Ministerial Role and Politics
In 2008, President Yar’adua appointed Professor Dora Akunyili as minister of information and communications. During her time as minister, she launched a rebranding campaign for the country known as “Nigeria, Good People, Great Nation”. Changing the Nigerian narrative of corruption and bad governance was close to her heart. She also stood her ground at a time when the nation was in turmoil during the illness of President Yar’adua. Dora made this known through a written memo to the Federal Executive council on February 4th 2010. She insisted Vice President Goodluck Jonathan be appointed as Acting President while the President was on sick leave. This did not sit well with most of her ministerial colleagues but she insisted she had to do what was right.

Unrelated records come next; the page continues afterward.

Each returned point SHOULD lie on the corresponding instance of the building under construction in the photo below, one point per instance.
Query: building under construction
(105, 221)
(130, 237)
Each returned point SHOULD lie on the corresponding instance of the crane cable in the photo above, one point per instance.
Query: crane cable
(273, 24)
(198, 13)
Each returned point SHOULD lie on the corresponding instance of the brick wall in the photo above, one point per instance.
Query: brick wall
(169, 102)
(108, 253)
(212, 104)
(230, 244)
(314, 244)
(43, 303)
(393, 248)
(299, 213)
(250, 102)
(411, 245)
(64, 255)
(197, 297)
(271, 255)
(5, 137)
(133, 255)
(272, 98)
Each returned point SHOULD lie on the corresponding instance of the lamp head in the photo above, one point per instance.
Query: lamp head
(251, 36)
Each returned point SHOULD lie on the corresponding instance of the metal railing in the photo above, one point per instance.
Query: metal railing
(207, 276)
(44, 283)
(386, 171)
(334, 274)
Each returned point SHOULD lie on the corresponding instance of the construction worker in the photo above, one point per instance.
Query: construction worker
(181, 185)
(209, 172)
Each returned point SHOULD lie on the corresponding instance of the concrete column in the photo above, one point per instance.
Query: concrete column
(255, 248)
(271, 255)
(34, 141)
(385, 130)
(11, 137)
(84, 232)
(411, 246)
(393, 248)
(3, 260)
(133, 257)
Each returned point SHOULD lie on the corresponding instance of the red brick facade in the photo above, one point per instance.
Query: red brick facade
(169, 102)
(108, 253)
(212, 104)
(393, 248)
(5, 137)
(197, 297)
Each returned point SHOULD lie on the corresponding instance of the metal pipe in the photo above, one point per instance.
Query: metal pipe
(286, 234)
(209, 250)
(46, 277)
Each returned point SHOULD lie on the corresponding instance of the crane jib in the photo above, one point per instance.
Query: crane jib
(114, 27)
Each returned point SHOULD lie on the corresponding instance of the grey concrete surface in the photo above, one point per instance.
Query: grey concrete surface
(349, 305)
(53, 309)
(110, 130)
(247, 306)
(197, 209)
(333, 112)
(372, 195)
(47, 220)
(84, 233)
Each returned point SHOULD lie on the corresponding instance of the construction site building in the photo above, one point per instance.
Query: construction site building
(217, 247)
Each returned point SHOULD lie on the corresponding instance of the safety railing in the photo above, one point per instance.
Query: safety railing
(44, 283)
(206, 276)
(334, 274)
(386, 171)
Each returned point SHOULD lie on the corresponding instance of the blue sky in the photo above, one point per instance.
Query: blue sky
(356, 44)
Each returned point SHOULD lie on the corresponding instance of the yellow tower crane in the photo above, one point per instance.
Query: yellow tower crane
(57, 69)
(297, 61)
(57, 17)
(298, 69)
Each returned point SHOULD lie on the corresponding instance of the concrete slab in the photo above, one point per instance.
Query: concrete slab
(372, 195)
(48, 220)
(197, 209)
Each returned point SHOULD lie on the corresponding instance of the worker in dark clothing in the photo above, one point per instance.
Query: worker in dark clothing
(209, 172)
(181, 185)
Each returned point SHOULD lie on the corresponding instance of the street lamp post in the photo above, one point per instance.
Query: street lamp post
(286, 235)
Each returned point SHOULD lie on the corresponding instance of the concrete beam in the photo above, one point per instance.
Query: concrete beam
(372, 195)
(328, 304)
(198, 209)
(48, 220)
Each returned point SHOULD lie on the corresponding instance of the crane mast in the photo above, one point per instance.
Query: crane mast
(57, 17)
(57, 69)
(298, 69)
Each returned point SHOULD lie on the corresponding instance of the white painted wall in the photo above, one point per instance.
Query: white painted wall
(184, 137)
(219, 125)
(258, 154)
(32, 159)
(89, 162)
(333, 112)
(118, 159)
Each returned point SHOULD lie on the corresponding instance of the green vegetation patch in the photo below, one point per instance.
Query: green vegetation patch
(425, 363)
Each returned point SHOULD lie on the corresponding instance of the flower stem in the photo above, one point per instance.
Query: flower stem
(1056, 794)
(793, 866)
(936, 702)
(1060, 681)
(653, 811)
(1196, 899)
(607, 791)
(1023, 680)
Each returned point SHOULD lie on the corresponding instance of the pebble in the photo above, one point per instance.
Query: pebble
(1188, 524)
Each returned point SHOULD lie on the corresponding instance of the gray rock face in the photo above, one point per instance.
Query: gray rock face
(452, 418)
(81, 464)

She resigned her ministerial role in 2010 to contest the Senate election for Anambra Central Senatorial district. Unfortunately, she lost the election to Chris Ngige. After this she left public service.
After Dora Akunyili left public office, she continued to go on routine medical checkups. A few years later reports came out that she was ill and admitted in the United States. Dora was diagnosed with Uterine cancer which she battled for a while. She died on the 7th of June 2014 in a hospital in India.
Dora made an impact in the a government agency that was hardly known to anyone. She always admitted she didn’t know how tough the job was. Her life was one dedicated to public service for the good of Nigeria. Throughout her lifetime she won over 820 awards. Two years after her death, her husband discovered another box with over 150 award plaques.